Illustration de la volonté de la Cour européenne des droits de l'Homme de ne pas reconnaître les mêmes droits aux simples concubins et aux couples ayant officialisé leur union, l'arrêt "Van der Heidjen c/ Pays Bas" du 3 avril 2012 marque les limites de la politique de subsidiarité du juge européen. En l'espèce, Madame H. vivait depuis 18 ans avec son compagnon dont elle avait eu deux enfants, lorsque celui-ci a été poursuivi pour meurtre. En vertu de l'article 217 du Code de procédure pénale néerlandais, qui ne dispense de l'obligation de témoigner que le conjoint ou le partenaire enregistré, elle fut sommée de témoigner contre son concubin, ce qu'elle persista à refuser. Ce refus lui valut 13 jours d'incarcération. Madame H. a saisi la Cour européenne des droits de l'Homme d'une requête fondée sur l'article 8 de la Convention (N° Lexbase : L4798AQR), en prétendant que l'emprisonnement qu'elle avait subi constituait une violation de son droit au respect de la vie familiale.

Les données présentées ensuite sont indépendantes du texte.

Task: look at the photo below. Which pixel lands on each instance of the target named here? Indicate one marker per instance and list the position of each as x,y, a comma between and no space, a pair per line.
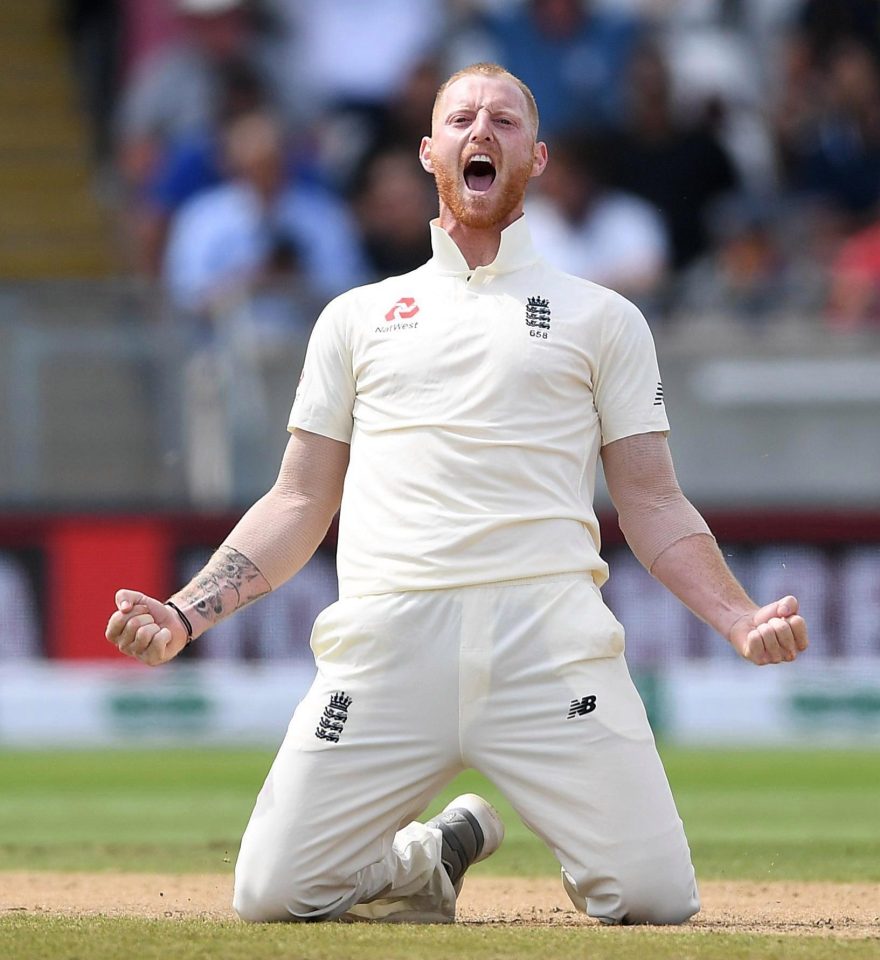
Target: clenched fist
145,628
772,634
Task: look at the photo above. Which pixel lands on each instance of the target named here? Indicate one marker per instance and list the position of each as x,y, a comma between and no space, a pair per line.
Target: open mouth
479,173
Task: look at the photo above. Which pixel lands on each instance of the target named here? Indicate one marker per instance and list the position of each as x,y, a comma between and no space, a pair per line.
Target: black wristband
183,619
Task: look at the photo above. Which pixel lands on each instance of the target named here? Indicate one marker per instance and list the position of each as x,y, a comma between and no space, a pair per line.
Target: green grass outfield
760,815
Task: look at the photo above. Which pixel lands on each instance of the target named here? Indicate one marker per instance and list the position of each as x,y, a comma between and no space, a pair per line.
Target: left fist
773,634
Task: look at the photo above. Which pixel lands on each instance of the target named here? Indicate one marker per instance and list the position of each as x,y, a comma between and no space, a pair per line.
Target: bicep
639,466
313,467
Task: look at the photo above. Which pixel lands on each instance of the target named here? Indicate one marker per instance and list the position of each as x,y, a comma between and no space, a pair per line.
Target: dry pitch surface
816,909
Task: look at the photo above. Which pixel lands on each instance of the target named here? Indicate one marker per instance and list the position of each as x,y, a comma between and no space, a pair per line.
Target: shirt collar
515,252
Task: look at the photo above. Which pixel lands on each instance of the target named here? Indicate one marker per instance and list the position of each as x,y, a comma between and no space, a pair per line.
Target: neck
479,246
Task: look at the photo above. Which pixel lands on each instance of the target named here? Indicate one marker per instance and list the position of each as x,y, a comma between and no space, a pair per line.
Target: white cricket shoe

La Cour européenne reconnaît que la relation de facto existant entre la requérante et son concubin relevait de la vie familiale, en se fondant sur la durée de leur vie commune et sur le fait qu'ils ont eu deux enfants ensemble. Le concubinage -hétérosexuel comme homosexuel- est en effet dans la jurisprudence européenne constitutif d'une vie familiale au même titre que la relation de couple consacrée par le mariage (1).

La Cour européenne admet, en outre, que "même si l'obligation de témoigner imposée à la requérante est une obligation civique, la tentative des autorités pour contraindre l'intéressée à témoigner contre son concubin dans le cadre de poursuites pénales dirigées contre lui, s'analyse en une ingérence dans le droit de celui-ci au respect de sa vie privée et familiale".

Toutefois, la Cour européenne ne tire pas de la qualification de vie familiale toutes les conséquences auxquelles on aurait pu s'attendre puisqu'elle considère que l'atteinte à la vie familiale subie par la requérante est à la fois justifiée (I) et proportionnée (II).

I - Une atteinte justifiée à la vie familiale

Refuse d'examiner le grief de discrimination. La requérante prétendait qu'elle avait été victime d'une violation de son droit au respect de sa vie familiale fondée sur l'article 8 de la Convention et d'une discrimination dans le respect de ce droit fondée sur les articles 8 et 14 (N° Lexbase : L4747AQU) du même texte. La Cour européenne se contente, dans l'arrêt commenté, de répondre au premier grief et considère, ensuite, qu'ayant examiné en substance l'argument de la requérante, selon lequel elle aurait dû bénéficier du droit de refuser de témoigner qui lui aurait été reconnu si son union avait été officielle, il n'y avait pas lieu de l'examiner sur le terrain de l'article 14 combiné avec l'article 8. Autrement dit, la question de la différence de traitement entre les concubins, d'une part, et les époux et les partenaires, d'autre part, est traitée par le juge européen dans le cadre de l'analyse substantielle de l'atteinte à la vie familiale.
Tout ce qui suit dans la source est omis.